Fix mlflow_list_experiments() #3942

lorenzwalthert · 2021-01-04T20:50:15Z

What changes are proposed in this pull request?

Closes #3941. Not sure this should be classified user facing because it is a breaking change in the return value structure in some circumstances (as described in #3941), but it's not likely that it will break much code in downstream projects and in principle a minor change.

How is this patch tested?

Unit tests

Release Notes

Is this a user-facing change?

No. You can skip the rest of this section.
Yes. Give a description of this change to be included in the release notes for MLflow users.

(Details in 1-2 sentences. You can just refer to another PR with a description if this PR is part of a larger change.)

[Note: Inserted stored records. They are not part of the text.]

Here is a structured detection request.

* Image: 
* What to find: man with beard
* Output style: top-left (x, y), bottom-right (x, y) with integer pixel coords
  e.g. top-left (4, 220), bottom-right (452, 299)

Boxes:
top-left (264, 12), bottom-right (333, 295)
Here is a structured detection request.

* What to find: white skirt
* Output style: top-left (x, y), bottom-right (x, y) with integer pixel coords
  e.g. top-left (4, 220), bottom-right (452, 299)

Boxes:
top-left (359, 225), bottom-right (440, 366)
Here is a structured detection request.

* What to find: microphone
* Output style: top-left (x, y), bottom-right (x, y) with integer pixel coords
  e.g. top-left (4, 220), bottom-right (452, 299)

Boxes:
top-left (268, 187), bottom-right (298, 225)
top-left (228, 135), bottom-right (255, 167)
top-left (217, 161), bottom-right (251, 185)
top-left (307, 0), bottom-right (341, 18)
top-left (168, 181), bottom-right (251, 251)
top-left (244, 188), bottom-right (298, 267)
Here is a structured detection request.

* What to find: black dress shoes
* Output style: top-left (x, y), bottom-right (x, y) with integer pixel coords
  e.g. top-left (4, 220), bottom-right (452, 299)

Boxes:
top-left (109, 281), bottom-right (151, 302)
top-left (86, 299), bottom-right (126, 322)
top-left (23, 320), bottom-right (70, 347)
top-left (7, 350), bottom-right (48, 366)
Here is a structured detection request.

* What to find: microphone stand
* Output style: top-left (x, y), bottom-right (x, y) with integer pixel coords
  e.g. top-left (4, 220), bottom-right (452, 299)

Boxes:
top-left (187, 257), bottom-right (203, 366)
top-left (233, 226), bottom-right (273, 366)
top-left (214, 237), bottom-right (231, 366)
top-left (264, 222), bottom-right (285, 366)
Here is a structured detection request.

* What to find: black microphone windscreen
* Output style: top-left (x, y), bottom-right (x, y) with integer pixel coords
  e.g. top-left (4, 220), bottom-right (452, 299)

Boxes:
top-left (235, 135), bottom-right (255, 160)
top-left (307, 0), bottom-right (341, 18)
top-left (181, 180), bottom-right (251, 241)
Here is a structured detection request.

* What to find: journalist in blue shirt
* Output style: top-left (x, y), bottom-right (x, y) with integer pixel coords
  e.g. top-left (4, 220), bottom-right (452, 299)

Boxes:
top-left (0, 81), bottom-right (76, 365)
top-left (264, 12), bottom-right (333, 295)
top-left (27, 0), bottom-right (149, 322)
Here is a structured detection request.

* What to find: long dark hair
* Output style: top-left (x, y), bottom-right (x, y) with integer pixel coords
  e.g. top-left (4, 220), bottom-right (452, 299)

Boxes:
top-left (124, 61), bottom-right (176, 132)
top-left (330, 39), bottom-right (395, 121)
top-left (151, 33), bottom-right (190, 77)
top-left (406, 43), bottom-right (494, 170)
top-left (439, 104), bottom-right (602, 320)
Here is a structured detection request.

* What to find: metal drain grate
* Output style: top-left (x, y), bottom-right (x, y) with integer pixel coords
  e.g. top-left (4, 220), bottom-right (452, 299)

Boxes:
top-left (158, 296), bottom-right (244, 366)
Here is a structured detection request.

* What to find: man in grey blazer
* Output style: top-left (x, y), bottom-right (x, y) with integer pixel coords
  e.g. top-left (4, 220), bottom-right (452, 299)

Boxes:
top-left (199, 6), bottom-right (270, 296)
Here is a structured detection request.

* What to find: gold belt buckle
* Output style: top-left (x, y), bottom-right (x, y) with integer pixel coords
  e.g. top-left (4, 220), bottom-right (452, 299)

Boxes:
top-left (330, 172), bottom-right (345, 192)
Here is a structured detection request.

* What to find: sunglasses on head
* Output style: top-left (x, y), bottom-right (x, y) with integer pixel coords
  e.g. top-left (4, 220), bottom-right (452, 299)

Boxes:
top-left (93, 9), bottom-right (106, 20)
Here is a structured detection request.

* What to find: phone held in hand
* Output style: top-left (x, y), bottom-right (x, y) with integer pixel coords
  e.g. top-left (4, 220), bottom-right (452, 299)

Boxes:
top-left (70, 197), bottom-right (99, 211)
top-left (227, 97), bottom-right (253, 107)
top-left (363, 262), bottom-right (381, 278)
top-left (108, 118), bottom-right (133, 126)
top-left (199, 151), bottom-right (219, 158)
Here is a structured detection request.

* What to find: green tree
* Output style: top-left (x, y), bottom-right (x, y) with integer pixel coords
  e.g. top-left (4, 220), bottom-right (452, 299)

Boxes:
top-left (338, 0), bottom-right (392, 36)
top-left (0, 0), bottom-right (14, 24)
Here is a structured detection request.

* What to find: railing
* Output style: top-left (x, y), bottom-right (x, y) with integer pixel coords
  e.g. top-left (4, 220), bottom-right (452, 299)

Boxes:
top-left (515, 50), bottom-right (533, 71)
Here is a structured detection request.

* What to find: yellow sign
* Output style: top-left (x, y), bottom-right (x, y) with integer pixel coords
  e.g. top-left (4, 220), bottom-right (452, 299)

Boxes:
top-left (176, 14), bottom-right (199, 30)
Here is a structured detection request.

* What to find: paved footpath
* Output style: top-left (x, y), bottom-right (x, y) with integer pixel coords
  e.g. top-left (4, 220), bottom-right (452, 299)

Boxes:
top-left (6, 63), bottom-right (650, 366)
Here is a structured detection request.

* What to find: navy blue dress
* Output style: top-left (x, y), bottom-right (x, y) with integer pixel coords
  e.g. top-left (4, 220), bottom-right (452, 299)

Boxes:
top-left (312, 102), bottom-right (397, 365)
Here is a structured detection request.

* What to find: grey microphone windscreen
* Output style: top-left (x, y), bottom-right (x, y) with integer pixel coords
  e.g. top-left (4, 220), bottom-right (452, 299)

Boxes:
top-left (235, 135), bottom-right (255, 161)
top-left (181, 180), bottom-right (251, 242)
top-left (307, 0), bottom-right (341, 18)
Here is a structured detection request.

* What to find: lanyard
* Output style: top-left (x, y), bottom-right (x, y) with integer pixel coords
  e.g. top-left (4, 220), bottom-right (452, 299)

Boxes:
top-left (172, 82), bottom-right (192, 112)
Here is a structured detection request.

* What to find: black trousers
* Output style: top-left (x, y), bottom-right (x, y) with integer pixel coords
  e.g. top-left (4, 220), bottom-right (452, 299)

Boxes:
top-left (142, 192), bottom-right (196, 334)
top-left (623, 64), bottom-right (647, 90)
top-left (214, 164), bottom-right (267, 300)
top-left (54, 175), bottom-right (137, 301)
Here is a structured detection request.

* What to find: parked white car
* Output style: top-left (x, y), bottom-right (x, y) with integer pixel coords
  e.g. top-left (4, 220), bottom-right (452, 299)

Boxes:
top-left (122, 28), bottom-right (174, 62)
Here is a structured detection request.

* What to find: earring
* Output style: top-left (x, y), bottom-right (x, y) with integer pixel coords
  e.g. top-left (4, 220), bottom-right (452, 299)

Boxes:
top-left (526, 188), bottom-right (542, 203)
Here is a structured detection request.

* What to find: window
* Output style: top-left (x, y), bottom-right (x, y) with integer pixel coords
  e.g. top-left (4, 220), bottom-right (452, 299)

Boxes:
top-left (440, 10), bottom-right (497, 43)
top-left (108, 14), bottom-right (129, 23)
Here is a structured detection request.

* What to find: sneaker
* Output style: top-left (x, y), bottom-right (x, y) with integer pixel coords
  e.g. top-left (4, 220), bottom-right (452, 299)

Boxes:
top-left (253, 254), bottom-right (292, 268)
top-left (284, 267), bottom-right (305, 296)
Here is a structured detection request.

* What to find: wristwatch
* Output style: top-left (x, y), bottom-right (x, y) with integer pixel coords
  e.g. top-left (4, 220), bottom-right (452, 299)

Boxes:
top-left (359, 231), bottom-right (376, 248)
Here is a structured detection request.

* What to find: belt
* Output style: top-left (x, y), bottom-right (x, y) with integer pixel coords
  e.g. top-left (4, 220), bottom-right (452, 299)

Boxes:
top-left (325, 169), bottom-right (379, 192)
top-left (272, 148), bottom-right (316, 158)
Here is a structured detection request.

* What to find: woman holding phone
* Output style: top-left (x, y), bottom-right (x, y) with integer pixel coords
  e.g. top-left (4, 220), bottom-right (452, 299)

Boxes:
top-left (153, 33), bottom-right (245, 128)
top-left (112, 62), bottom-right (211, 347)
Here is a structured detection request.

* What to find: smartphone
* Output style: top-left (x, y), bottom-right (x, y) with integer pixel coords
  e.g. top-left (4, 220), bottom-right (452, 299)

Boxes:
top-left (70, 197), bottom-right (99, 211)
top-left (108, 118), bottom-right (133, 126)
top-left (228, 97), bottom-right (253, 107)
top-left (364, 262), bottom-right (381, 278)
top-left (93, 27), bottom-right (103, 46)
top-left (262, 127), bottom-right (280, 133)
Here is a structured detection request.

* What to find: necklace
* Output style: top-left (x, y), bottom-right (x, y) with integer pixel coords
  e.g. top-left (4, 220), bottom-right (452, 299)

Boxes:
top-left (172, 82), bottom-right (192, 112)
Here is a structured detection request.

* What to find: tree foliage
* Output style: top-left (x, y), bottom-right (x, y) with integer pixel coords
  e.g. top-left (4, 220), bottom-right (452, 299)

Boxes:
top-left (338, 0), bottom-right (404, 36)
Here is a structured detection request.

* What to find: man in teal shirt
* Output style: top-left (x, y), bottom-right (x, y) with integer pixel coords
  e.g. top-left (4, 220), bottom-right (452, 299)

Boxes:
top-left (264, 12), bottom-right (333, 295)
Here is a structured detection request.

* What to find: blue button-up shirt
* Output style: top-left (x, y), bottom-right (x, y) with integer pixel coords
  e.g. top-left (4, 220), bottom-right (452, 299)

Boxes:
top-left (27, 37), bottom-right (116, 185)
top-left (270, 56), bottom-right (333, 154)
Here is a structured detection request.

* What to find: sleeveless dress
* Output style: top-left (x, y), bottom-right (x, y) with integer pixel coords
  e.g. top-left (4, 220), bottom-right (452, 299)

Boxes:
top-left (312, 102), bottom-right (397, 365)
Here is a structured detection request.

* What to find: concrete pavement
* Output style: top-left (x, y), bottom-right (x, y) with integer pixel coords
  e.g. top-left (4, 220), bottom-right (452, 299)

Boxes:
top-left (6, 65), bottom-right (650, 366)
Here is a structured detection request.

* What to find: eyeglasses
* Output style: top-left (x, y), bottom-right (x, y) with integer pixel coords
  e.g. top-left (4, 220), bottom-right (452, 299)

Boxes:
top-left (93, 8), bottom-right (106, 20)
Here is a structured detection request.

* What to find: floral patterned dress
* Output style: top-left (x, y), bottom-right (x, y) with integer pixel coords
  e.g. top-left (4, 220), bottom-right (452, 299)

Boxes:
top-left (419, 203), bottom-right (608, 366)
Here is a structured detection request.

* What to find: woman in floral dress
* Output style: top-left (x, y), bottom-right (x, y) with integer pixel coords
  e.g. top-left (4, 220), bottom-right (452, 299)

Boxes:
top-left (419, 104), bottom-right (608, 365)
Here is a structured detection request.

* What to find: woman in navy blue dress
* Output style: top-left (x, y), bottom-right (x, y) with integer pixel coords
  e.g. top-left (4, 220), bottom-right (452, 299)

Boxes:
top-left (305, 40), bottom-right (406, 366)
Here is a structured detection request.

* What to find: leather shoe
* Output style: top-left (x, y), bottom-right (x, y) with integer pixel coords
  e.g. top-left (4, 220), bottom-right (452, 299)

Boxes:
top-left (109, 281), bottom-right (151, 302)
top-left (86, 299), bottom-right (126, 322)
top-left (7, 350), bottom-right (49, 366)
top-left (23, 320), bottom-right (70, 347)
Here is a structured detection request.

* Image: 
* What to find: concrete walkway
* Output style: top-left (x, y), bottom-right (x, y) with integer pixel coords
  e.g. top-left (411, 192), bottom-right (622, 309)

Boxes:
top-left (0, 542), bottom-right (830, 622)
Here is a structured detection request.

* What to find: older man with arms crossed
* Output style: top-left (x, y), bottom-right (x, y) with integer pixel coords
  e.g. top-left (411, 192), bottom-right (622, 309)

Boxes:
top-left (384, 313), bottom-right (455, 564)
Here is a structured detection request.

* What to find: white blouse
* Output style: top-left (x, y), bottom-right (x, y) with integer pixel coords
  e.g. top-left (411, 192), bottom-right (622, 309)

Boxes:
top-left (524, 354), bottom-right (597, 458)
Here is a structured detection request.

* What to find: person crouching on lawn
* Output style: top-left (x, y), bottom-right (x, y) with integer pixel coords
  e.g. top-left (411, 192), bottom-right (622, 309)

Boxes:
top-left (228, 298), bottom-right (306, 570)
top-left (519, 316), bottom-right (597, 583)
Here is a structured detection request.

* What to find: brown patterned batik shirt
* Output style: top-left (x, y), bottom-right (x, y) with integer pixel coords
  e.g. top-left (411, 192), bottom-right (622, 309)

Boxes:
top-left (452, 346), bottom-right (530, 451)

What component(s), interfaces, languages, and integrations does this PR affect?

Components

Interface

area/uiux: Front-end, user experience, JavaScript, plotting
area/docker: Docker use across MLflow's components, such as MLflow Projects and MLflow Models
area/sqlalchemy: Use of SQLAlchemy in the Tracking Service or Model Registry
area/windows: Windows support

Language

language/r: R APIs and clients
language/java: Java APIs and clients
language/new: Proposals for new client languages

Integrations

integrations/azure: Azure and Azure ML integrations
integrations/sagemaker: SageMaker integrations
integrations/databricks: Databricks integrations

How should the PR be classified in the release notes? Choose one:

rn/breaking-change - The PR will be mentioned in the "Breaking Changes" section
rn/none - No description will be included. The PR will be mentioned only by the PR number in the "Small Bugfixes and Documentation Updates" section
rn/feature - A new user-facing feature worth mentioning in the release notes
rn/bug-fix - A user-facing bug fix worth mentioning in the release notes
rn/documentation - A user-facing documentation change worth mentioning in the release notes

Signed-off-by: Lorenz Walthert <lorenz.walthert@icloud.com> Signed-off-by: Lorenz Walthert <lorenz.walthert@icloud.com>

Signed-off-by: Lorenz Walthert <lorenz.walthert@icloud.com>

tomasatdatabricks

Thanks for the contribution @lorenzwalthert!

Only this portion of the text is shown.